对我来说,2013年的主要盛事当属手机F2P似乎达到了一个颠峰。

事实上,King在2013年的上市传言几乎人尽皆知但最后却并没有付诸实现,而两三年前置身于付费游戏榜单前列的主流公司(例如Rovio)却都败下阵来,转向了F2P领域,也许更不妙的消息就是本季的CPI达到了移动设备上F2P游戏的最高峰值(8美元以上)。

但目前这个高峰是属于局部还是全局现象(例如之前的网络泡沫)仍然有待观望。

bubbles(from globalresearch.ca)

bubbles(from globalresearch.ca)

Oscar Clark(Applifier倡导者)

我从来就不信奉什么“高峰”论调……虽然无法完全否认当前的F2P“懒惰/贪婪”本质。

所幸F2P与调整和适应有关,所以我们将看到那些可能不会到达收益“峰值”,但却有可能带来更具可持续游戏发展经济的新变革的到来。

Teut Weidemann(育碧在线专家)

一个市场如果还处于扩张时期怎么可能达到高峰?

Ben Cousins(DeNA欧洲游戏工作室主管)

在多数估值甚高的公司仍然没有什么收益或利润时,互联网怎么可能“繁荣发展”?

Harry Holmwood(AQL Europe首席执行官)

繁荣发展的是估值而非利润/收益。也可以说我们又重蹈覆辙了。我们面临的最大问题是在这个行业中,我们无法预测性地复制成功神话,只能展开“比竞争对手更舍得花钱”的军备竞赛。

Martin Darby

当风投数量超过了市场规模时,所谓的“繁荣发展”不过是泡沫,不是吗?

Ben Cousins

它更普遍称为“泡沫”,原因就在于它是投机泡沫。手机游戏公司所使用的估值与其数倍的收益真的是同一回事吗?我不这么认为。

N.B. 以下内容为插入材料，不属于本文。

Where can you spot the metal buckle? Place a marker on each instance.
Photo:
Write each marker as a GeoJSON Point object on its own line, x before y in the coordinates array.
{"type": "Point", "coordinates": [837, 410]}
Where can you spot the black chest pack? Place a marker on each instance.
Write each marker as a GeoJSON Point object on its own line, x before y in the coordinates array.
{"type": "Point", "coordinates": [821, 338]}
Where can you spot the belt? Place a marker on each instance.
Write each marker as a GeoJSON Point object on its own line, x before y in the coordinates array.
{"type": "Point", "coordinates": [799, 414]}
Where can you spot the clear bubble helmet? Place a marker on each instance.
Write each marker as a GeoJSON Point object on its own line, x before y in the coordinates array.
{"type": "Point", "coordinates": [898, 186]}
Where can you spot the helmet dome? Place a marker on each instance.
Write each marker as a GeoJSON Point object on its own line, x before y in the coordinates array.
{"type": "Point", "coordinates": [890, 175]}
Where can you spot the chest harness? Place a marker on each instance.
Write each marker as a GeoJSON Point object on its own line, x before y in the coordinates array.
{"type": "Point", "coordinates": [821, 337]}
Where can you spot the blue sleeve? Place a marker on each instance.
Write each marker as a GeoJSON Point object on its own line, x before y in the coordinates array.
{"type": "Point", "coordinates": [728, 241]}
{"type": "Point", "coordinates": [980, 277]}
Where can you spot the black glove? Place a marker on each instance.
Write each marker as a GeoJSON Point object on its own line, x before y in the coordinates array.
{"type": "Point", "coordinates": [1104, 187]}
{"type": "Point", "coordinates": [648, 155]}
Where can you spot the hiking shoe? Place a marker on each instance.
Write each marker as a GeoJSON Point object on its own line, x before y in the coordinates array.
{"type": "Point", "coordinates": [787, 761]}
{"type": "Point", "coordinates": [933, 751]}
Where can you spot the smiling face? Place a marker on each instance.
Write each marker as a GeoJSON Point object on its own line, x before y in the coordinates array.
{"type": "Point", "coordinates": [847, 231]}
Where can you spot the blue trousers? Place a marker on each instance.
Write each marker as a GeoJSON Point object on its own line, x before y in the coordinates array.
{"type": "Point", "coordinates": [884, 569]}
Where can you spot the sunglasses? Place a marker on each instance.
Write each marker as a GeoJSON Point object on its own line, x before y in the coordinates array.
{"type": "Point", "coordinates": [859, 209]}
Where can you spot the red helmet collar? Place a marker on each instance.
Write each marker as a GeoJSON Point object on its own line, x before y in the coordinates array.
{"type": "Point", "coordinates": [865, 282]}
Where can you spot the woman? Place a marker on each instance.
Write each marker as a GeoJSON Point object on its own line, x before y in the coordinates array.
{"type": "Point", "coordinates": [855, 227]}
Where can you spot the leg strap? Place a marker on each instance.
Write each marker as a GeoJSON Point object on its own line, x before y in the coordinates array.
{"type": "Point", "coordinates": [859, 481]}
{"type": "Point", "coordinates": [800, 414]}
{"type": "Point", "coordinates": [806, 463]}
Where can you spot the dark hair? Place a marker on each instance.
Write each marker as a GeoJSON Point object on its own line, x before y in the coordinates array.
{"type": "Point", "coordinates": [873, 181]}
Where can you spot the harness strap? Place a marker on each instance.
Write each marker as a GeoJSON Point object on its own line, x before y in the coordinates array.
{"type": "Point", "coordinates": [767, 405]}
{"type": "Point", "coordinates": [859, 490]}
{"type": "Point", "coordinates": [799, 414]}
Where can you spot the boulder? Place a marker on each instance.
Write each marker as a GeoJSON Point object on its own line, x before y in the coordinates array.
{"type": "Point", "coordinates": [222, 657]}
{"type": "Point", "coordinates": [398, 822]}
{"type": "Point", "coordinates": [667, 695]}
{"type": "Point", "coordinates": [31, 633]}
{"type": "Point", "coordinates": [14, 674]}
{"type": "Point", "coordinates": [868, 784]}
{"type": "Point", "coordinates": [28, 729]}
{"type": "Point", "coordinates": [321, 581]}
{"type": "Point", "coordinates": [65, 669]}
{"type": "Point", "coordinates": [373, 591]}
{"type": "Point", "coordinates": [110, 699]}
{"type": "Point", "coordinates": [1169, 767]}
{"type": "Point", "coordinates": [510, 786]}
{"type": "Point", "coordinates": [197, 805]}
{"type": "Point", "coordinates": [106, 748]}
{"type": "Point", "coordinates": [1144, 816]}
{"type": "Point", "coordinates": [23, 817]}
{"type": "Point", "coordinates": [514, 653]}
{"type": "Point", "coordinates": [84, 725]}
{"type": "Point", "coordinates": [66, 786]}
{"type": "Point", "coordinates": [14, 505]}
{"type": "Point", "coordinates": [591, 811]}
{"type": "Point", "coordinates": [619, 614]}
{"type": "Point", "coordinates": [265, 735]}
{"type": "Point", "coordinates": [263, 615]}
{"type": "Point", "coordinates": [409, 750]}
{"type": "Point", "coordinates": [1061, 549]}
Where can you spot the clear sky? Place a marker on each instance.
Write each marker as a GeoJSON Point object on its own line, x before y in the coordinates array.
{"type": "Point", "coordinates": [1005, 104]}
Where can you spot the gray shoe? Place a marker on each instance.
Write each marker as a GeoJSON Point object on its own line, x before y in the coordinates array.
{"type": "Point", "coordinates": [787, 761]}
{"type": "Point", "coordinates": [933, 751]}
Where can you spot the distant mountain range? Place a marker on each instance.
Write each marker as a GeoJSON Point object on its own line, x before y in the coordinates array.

Eric Seufert(Gamefounders导师)

但从基于非理性的热情所导致的不现实估值角度来看,我并不认为我们看到行业实现了“繁荣发展”。King打算从IPO筹资50亿美元,这是其2013年收益的10倍。Supercell出售其股份时的销售额为7.2亿美元,而其30亿美元的估值仅为这一销售额的4.2倍左右。这并不是什么“繁荣发展”。

Netscape上市首天的市值为37亿美元,或者说是其1995年收益的112倍。

这是一个投机泡沫。

Rob Fahey

Ben说得很对,手机游戏市场目前还没有什么投机泡沫。我们在过去两年所看到的估值完全符合企业估值的一般模式,这与网络泡沫时代的情况截然不同。

我认为那些会说这种估值很“疯狂”的人通常是来自科技领域和尚未完全摸清手机游戏市场潜力的传统游戏行业评论员。

当然,你并不需要会爆炸的泡沫。真正的繁荣发展(游戏邦注:Rob在此指的是收益和收入的增长,而非资产价值的疯狂膨胀)也可能爆破——例如,1983年地时候没有什么特殊的资产价值泡沫预示着游戏行业的崩溃。所以手机游戏行业的资产价值在2013年达到非泡沫的高峰也似乎合情合理。市场饱和或用户喜好的转变也可能改变行业广告,产生新科技或社交趋势,或者庞大的经济转向。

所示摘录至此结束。